En réinvestissant la forme du tribulum, Bouhchichi convoque aussi des traditions d’écriture suspendue : les Mu’allaqât préislamiques, ces poèmes accrochés aux murs de la Kaaba, ou encore la literatura de cordel sud-américaine, avec ses récits populaires suspendus à des fils. Posés au sol comme des stèles, les tribulums de Bouhchichi sont des livres ouverts aux marges, où l’histoire se réécrit au contact des luttes et des chants.
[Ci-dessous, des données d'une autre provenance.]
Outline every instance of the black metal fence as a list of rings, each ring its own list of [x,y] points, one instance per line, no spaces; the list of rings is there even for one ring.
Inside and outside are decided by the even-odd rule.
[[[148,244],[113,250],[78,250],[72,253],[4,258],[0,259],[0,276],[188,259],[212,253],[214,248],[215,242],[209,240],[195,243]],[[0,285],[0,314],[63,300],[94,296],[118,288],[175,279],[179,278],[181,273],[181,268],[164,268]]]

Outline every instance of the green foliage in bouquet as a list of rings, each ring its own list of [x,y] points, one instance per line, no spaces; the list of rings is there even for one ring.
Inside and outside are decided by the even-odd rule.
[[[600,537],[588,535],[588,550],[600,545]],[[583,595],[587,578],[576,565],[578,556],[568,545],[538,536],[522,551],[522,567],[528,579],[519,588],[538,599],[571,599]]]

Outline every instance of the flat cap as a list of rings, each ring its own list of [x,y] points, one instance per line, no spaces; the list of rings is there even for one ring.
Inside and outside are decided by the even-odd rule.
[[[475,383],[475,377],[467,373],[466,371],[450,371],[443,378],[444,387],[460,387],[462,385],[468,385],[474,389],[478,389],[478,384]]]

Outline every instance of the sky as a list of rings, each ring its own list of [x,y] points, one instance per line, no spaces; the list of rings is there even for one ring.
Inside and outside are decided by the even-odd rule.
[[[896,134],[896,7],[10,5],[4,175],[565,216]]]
L’œuvre de Bouhchichi n’est ni nostalgique ni didactique. Elle est un acte de reconnaissance, une manière de faire place à ceux que la mémoire oublieuse a effacés. Par la lumière, la matière, la parole et le silence, Bouhchichi réinvente un espace de reconnaissance où corps noirs, voix marginalisées et cultures minorées retrouvent dignité, force et présence. Son art est une réparation profonde, un pont entre l’histoire et un futur réinventé.